An influential investor group has written to more than 60 publicly listed companies with only a single female director, including Domino’s Pizza and JD Sports, raising concerns over a lack of gender diversity and warning of a backlash if progress is stalled.
The Investment Association (IA), which represents 250 firms with £7.7tn in assets under management, has joined up with the Hampton-Alexander review team to criticise FTSE 350 firms with “one and done” boardrooms that have a single female board member.
Domino’s Pizza Group; JD Sports Fashion; the pubs group Greene King, owner of the Wagamama and Garfunkel’s restaurant chains; and the gambling company 888 Holdings are among the 66 firms to receive the letter, having been singled out in the latest Hampton-Alexander review in November.
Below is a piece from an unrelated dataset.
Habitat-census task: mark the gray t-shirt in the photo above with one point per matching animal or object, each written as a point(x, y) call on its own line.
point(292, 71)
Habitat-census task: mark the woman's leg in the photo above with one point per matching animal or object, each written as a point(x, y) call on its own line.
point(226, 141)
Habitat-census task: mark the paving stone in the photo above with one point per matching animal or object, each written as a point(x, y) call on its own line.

A further three companies with all-male boards – the property firm Daejan Holdings, Millennium & Copthorne Hotels and TR Property Investment Trust – have also received the letter.
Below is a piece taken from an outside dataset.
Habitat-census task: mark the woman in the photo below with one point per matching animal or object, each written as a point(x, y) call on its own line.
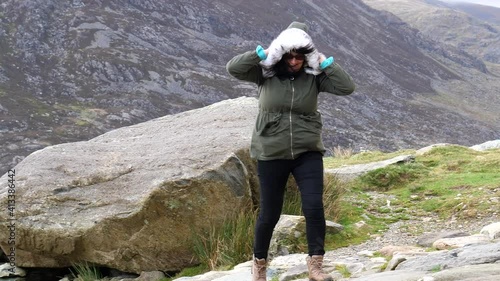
point(287, 135)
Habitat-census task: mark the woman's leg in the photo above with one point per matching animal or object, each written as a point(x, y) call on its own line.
point(273, 176)
point(308, 173)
Targets set by the government-commissioned Hampton-Alexander review aim for women to make up at least 33% of FTSE 350 boards and leadership teams by 2020. “Investors consider diversity to be a critical issue for business success,” the letter said.
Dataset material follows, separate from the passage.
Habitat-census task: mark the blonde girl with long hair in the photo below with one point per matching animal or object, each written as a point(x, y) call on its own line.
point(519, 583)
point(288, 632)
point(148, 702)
Chris Cummings, the IA’s CEO, said: “Investors have been consistently clear that they want to see greater diversity in the boardroom so it is totally unacceptable that one in five of the UK’s biggest companies are falling so far short. Companies must do more than take the tokenistic step of appointing just one woman to their board and consider that job done.
“There is also compelling evidence that boards with greater gender balance outperform their less-diverse peers. These companies must up their game and explain clearly how they are planning to meet the Hampton-Alexander targets, or risk investor dissent at their AGM.”
The IA has already pledged that its Institutional Voter Information Service will give a “red top” or highest warning level to firms that fail to address a lack of female representation. It says those issues “will also be noted against the re-election of the chair of the nominations committee” ahead of each company’s annual general meeting.
The shareholder advisory firm Glass Lewis has historically taken aim at nomination committee heads and voted against their re-election if they continued to be led by all-male boards.
But Martin Garcia Mortell, Glass Lewis’s director of research for the UK and Europe, told the Guardian earlier this month that attention would be turned to boards with only one woman among senior ranks.
The IA and Hampton-Alexander team are now urging dozens of firms, including Acacia Mining, the online gambling group 888 Holdings and the Frankie and Benny’s owner, Restaurant Group, to draw up a clear roadmap for how they plan to address the gender imbalance.
The letter said: “We would like you to set out how you intend to make genuine progress to improving board diversity. We therefore ask you to set out what actions the board is taking to ensure that substantial progress is made to meet the Hampton-Alexander 2020 targets.”